One of the main challenges pertains to the delivery of the gene editing components. A brief pulse of Cas9 and gRNA expression suffices to achieve targeted correction or integration while long-term Cas9 or gRNA expression should be avoided to minimize the risk of off-target effects and potential immunogenicity issues. To address this, Cas9 and gRNA could potentially be delivered as mRNA using LNP technology allowing for short-term but robust liver-directed expression and efficient gene editing, as confirmed in clinical studies for hereditary amyloidosis.123,124 AAV vectors have been used to deliver the F8 or F9 donor transgenes into the hepatocytes since DNA delivery with LNPs is not as efficient as RNA delivery. Consequently, most of the limitations associated with the use of AAV that have been identified in the context of “conventional” gene therapy will also be relevant for any gene editing application that relies on AAV to deliver the donor DNA. This is compounded by the relatively high AAV vector doses which are typically needed to achieve efficient gene correction or targeted integration. As long as gene editing requires AAV to deliver the therapeutic F8 or F9 transgenes, the risk of liver inflammation and hepatoxicity will need to be rigorously addressed. In addition, preexisting immunity to AAV will hamper effective gene editing and therefore patients with high-titer anti-AAV antibodies will be excluded. Cas proteins, being of bacterial origin, can be recognized as foreign by the human immune system. This can trigger innate and adaptive immune responses, potentially neutralizing the editing machinery or damaging edited cells expressing the foreign protein. Studies have shown that many individuals have preexisting immunity to Cas9 derived from S. pyogenes and S. aureus. 5 However, when LNPs are used to deliver Cas9 mRNA, gene-edited cells persisted long-term123,124 perhaps due at least in part to the short-term Cas9 expression kinetics. Finally, once FVIII or FIX protein expression is restored after gene editing, the emergence of neutralizing antibodies (clinically referred to as inhibitors) to these de novo expressed clotting factors would need to be carefully monitored.
Conclusion
Compared to conventional gene therapy, which primarily relies on random transgene integration or episomal expression, gene editing based on ZFNs, MNs, TALENs, or CRISPR/Cas9 offers a more precise and versatile genome-editing platform. While conventional methods are limited by vector size and promoter-driven expression, gene-editing strategies can achieve permanent correction with reduced risks of insertional mutagenesis which is typically associated with random genomic integration.
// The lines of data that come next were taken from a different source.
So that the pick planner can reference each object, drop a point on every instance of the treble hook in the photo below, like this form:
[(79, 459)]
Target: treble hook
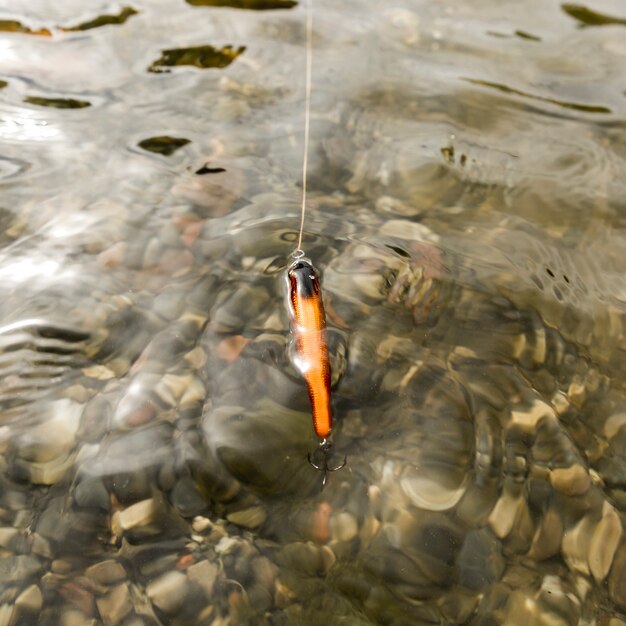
[(322, 466)]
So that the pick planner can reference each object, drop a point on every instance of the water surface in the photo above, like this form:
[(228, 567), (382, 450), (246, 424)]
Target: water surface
[(467, 217)]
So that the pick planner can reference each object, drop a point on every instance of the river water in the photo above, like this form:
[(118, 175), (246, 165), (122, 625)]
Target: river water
[(466, 215)]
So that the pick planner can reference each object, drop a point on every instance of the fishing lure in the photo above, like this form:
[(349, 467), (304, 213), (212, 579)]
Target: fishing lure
[(306, 309), (308, 327)]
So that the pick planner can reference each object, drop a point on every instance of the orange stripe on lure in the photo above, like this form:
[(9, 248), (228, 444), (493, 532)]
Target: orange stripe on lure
[(308, 326)]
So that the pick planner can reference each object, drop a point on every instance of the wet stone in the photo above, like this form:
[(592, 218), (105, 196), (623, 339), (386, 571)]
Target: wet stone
[(572, 481), (344, 527), (604, 542), (248, 518), (139, 514), (204, 574), (115, 605), (168, 592), (617, 578), (106, 572), (18, 568), (480, 562), (91, 492), (186, 498)]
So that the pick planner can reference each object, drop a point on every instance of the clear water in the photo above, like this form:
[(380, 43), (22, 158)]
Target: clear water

These gene-editing technologies enable site-specific gene correction or insertion within endogenous F8 or F9 genomic loci, maintaining physiological gene regulation. Alternatively, gene editing has been used to target the integration of the therapeutic F8 or F9 cDNA into a safe harbor locus. In some cases, a strong endogenous promoter, like albumin, can be co-opted to drive expression of the exogenous 8 and F9 transgenes following their integration into the albumin locus. Alternatively, gene editing could be exploited to inactivate genes that inhibit the coagulation cascade, such as antithrombin, resulting in phenotypic correction in hemophilic models. Despite its promise, challenges remain related to the off-target effects, the immunogenicity of CRISPR/Cas components and last but least the delivery itself. Nevertheless, the first FDA and EMA-approved CRISPR-based products have recently become available and will inevitably pave the way toward the use of CRISPR as transformative tool in the development of next-generation therapies for monogenic disorders such as hemophilia.